Bayesian Biostatistics written by Emmanuel Lesaffre and has been published by John Wiley & Sons this book supported file pdf, txt, epub, kindle and other format this book has been release on 2012-06-18 with Medical categories.


The growth of biostatistics has been phenomenal in recent years and has been marked by considerable technical innovation in both methodology and computational practicality. One area that has experienced significant growth is Bayesian methods. The growing use of Bayesian methodology has taken place partly due to an increasing number of practitioners valuing the Bayesian paradigm as matching that of scientific discovery. In addition, computational advances have allowed for more complex models to be fitted routinely to realistic data sets.
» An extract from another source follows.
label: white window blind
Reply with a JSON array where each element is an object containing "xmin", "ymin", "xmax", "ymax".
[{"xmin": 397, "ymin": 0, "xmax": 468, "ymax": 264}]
Through examples, exercises and a combination of introductory and more advanced chapters, this book provides an invaluable understanding of the complex world of biomedical statistics illustrated via a diverse range of applications taken from epidemiology, exploratory clinical studies, health promotion studies, image analysis and clinical trials. Key Features: Provides an authoritative account of Bayesian methodology, from its most basic elements to its practical implementation, with an emphasis on healthcare techniques. Contains introductory explanations of Bayesian principles common to all areas of application. Presents clear and concise examples in biostatistics applications such as clinical trials, longitudinal studies, bioassay, survival, image analysis and bioinformatics. Illustrated throughout with examples using software including WinBUGS, OpenBUGS, SAS and various dedicated R programs. Highlights the differences between the Bayesian and classical approaches. Supported by an accompanying website hosting free software and case study guides. Bayesian Biostatistics introduces the reader smoothly into the Bayesian statistical methods with chapters that gradually increase in level of complexity. Master students in biostatistics, applied statisticians and all researchers with a good background in classical statistics who have interest in Bayesian methods will find this book useful.